Wireguard Pfsense gets handshake with ports closed...
-
This is a copy from my post on reddit.
I am hoping that someone here can help me. I am either having the biggest BRUH moment right now trying to work with this or I have missed something somewhere. I setup a Site to Site with me and a friend (friend1) and its working fine. Today I tried to setup another site to site with a different friend (friend2) and it won't connect at all. I have a suspicion that its something to do with blocked ports cause of his ISP. I wanted to do some tests with my working WG connection with friend1. I disabled the opened ports on their firewall but somehow it still was able to handshake. Tried to disable the ports on my end. Still got a handshake. Tried disabling anything firewall related and STILL GOT A HANDSHAKE. As a last thing I wanted to check I used the firewall and BLOCKED the port that my WG is running on. STILL GOT A HANDSHAKE. I am now at the biggest WTF moment. How is this thing still getting a handshake when I have blocked the port? One thing I have noticed is that there is never any states on those ports that I open meaning that somehow they are connecting in another method. Please someone give me advise on how this is happening. I can send screenshots of how everything is configured. I followed the guide here. In the video he showed the ports needing to be opened and they had states across them... -
No matter what rule changes you make, packets can still pass if there is an entry in the state table matching the exact source/destination.
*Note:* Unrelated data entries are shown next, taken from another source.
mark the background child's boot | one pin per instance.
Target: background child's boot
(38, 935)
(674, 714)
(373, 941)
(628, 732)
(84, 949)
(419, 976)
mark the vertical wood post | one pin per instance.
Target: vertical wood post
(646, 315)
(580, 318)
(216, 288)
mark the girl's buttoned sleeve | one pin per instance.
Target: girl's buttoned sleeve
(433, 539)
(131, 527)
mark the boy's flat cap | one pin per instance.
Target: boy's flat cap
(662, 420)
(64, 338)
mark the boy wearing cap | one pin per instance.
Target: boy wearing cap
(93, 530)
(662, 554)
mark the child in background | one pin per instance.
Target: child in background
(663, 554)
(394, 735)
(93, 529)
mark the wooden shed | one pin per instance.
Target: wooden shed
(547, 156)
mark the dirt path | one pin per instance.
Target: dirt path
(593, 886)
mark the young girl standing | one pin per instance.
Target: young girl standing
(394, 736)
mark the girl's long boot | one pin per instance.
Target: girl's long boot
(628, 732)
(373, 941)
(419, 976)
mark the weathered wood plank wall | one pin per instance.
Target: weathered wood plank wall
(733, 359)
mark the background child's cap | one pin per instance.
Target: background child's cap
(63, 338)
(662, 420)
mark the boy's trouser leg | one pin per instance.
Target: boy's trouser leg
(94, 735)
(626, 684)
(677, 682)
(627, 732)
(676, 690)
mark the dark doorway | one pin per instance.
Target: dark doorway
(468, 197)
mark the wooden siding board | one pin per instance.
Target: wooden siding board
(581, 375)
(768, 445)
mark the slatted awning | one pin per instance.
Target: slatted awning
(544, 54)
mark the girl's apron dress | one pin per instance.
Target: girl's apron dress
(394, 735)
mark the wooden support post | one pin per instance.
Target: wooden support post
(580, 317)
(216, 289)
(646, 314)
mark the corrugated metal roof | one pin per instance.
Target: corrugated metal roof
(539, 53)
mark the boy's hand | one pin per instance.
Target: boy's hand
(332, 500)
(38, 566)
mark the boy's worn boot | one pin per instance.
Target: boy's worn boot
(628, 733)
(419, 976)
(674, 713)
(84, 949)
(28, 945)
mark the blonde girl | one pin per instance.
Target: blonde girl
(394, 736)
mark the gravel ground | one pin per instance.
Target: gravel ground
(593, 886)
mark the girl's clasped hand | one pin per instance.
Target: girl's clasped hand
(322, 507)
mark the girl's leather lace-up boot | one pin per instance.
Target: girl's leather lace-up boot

Sounds like you either didn't reset states or didn't wait for the old states to expire between tests.
See also:
https://docs.netgate.com/pfsense/en/latest/troubleshooting/firewall.html#check-the-state-table -
Each time I modified the firewall rules I would restart the service. Does that not clear out the state? Also I made a discovery that if I don't manually create the gateway then the status will forever say handshake never. I am still trying to figure out why when i close the ports on my wan I am still getting a connection.
-
The service has nothing to do with the contents of the firewall state table.
Look over all the links in my previous reply, it's all explained there. It's not a WireGuard issue it's a fundamental aspect of stateful firewall behavior.